Data collection and analysis:
We followed standard Cochrane methods, and used GRADE to assess certainty of the evidence. The primary measure of benefit was tobacco use cessation at a minimum of six months. Primary measures for harm were adverse events (AEs) and serious adverse events (SAEs). We also measured quit attempts/quit episodes, the receipt of a tobacco cessation intervention, quality of life, HIV viral load, CD4 count, and the incidence of opportunistic infections.
Main results:
We identified 17 studies (16 RCTs and one non-randomised study) with a total of 9959 participants; 11 studies are new to this update. Nine studies contributed to meta-analyses (2741 participants). Fifteen studies evaluated individual-/group level interventions, and two evaluated system change interventions. Twelve studies were from the USA, two from Switzerland, and there were single studies for France, Russia and South Africa. All studies focused on cigarette smoking cessation.

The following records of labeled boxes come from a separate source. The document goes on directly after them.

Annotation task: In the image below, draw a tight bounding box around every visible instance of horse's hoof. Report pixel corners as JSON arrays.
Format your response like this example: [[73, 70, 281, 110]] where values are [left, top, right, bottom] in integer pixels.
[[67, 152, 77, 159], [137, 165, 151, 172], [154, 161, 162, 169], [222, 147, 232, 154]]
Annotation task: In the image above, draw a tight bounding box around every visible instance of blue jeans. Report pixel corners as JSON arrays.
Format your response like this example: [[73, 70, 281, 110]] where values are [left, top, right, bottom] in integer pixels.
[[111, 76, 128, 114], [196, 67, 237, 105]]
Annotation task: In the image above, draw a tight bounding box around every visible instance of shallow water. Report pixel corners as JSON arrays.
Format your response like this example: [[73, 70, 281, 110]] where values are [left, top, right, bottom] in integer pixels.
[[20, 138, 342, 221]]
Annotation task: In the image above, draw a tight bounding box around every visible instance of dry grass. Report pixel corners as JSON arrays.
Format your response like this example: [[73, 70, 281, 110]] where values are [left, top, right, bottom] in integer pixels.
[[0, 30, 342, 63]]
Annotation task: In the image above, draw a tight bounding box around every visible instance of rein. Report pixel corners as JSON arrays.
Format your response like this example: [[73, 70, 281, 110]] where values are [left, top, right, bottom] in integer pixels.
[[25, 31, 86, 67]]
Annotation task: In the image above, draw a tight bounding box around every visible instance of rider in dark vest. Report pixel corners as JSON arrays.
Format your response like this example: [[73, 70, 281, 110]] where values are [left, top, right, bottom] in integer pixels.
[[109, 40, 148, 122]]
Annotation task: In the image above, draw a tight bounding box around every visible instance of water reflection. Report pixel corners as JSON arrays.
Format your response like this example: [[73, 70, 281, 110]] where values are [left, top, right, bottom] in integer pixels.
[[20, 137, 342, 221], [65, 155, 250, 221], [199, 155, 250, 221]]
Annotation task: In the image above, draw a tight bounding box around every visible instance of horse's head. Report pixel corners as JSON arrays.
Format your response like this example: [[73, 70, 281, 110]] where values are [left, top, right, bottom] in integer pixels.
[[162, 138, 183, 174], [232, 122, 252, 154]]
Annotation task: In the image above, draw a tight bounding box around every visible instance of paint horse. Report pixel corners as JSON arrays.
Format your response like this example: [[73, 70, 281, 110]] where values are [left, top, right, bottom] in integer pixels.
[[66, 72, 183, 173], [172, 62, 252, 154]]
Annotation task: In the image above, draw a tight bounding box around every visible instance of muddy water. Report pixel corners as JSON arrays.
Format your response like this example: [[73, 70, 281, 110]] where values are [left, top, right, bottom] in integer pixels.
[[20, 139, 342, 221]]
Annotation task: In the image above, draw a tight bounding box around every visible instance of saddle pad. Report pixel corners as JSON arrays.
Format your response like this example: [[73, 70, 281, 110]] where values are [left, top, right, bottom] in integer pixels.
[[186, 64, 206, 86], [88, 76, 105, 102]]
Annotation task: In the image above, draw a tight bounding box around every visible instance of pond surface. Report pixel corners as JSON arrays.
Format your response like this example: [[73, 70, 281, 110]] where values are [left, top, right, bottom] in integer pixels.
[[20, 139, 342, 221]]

All studies received funding from independent national- or institutional-level funding. For three of the studies, study medication was provided by a pharmaceutical company, free of charge. Of the 16 RCTs, three were at low risk of bias overall, five were at high risk, and eight were at unclear risk.
Behavioural support or system change interventions versus no or less intensive behavioural support: Low-certainty evidence from seven studies (2314 participants) did not demonstrate a clear benefit for tobacco use cessation rates in PLWH randomised to receive behavioural support compared with brief advice or no intervention: risk ratio (RR) 1.11, 95% confidence interval (CI) 0.87 to 1.42, with no evidence of heterogeneity. Abstinence at ≥ six months in the control group was 10% (number (n) = 108/1121) and in the intervention group it was 11% (n = 127/1193). There was no evidence of an effect on tobacco use cessation from one study on system change interventions: calling the quitline and transferring the call to the patient whilst they are still in hospital (warm handoff) versus fax referral (RR 3.18, 95% CI 0.76 to 13.99; 25 participants; very low-certainty evidence). None of the studies included in this comparison assessed SAE.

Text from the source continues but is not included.